Sort strings accompanied by integers in list

Question

I am trying to make a leaderboard. Here is a list i have :

list=['rami4\n', 'kev13\n', 'demian6\n']

I would like to be able to sort this list from highest number to smallest, or even smallest to highest, giving something like :

list=['kev13\n', 'demian6\n', 'rami4\n']

I tried to use stuff like re.findall('\d+', list[loop])[0] but i only managed to get, out of the list, the best player. Not wanting to repeat the code for as many players as there are, does anyone have an idea ?

Answer 1

I have an other solution based on Object Oriented Programming and the overriding of the __lt__ special methods of str.

import re

class SpecialString(str):
    def __lt__(self, other):
        pattern=re.compile(r"\d+")
        return int(pattern.search(str(self)).group(0)) <  int(pattern.search(str(other)).group(0))
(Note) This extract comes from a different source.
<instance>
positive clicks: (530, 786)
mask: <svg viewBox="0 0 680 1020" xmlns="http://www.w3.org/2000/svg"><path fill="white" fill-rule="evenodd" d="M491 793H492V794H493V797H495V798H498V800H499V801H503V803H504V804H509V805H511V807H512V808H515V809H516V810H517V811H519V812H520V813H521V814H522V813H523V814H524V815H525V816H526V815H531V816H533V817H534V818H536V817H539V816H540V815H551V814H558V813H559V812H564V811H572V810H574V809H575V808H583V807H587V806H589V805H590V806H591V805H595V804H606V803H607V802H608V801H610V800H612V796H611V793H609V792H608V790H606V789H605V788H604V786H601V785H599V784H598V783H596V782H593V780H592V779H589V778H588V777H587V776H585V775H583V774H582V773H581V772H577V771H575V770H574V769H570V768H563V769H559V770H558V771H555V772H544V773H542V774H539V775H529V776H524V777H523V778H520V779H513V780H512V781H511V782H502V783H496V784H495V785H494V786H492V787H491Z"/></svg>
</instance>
if __name__ == "__main__":
    listing = ['rami4\n', 'kev13\n', 'demian6\n']
    spe_list = [SpecialString(x) for x in listing]
    spe_list.sort()
    print(spe_list)

Which print to the standard output:

['rami4\n', 'demian6\n', 'kev13\n']

This method allows you to not rewrite the sort function and use the built-in one (which is probably optimized). More over, since your strings may be thinked like "specialization of the str class", the inheritance mecanism is very suitable because you keep all its properties but re-write its comparison mecanism.

Answer 2

You indeed have to use the re module, but also the key parameter of the sort() method.

reg = re.compile('\w*?(\d+)\\n')
lst.sort(key=lambda s: int(reg.match(s).group(1)))

It works fine using findall() as you did too:

reg = re.compile('\d+')
lst.sort(key=lambda s: int(reg.findall(s)[0]))

Note that I compile() the regular expression so it is computed once and for all rather than for each element in the list.